I didn't really know what was going on during the korban. I know that 18 cows slaughtered yielded a lot of meat but yet it was not enough. My neighbour complained, for the last 10 years, nobody knew where the ribs went as none of the workers got their share. She said, a few people saw the Bangladeshi volunteers carted off the ribs immediately after the slaughter and put them in their van. Nobody dared say anything. As usual they grumbled and gossiped after the event. I did ask why there weren't people supervising and monitoring the sedekah so that everyone had his/her share. Nobody could answer that. I wonder why this selfish attitude wasn't mention in the mosque meetings. Maybe I'll bring it up in the women's istiqamah next meeting.
Syukur alhamdullillah, everything went on fine.
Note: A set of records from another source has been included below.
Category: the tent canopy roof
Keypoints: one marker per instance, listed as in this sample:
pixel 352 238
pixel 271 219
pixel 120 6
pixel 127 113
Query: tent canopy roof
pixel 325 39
I salute those men and women who stayed till evening to clear the mess. May Allah bless them. I have to come home early as I expected visitors in the evening.

Tuesday, November 1, 2011

11111

Isn't it a beautiful series of numbers, number ones! Yes, I am number one today. I'm sure I share these special number Ones with so many other people today. So to all who share these number Ones, HAPPY BIRTHDAY.
It's a quiet day for me, in spite of phone conversation with friends who wished me happy birthday and answering several SMS, my issues about leaking pipe and neighbour's noisy pipe system are still not resolved. Different contractors gave me different views. I am so apprehensive that I have to hack my toilet wall tiles which I have just renovated, to find the leak. I have spent quite a sum of money renovating it. The old contractor who did the toilet refused to own up that it might be his workers' fault. I get so frustrated, not knowing what to do.
My happy moment was when Rania wished me 'epi bithday nenek' early in the morning and blew kisses through the phone. That made my day.
HAPPY BIRTHDAY, ZURAIDAH. MAY YOU HAVE MANY MORE BIRTHDAYS TO CELEBRATE IN GOOD HEALTH.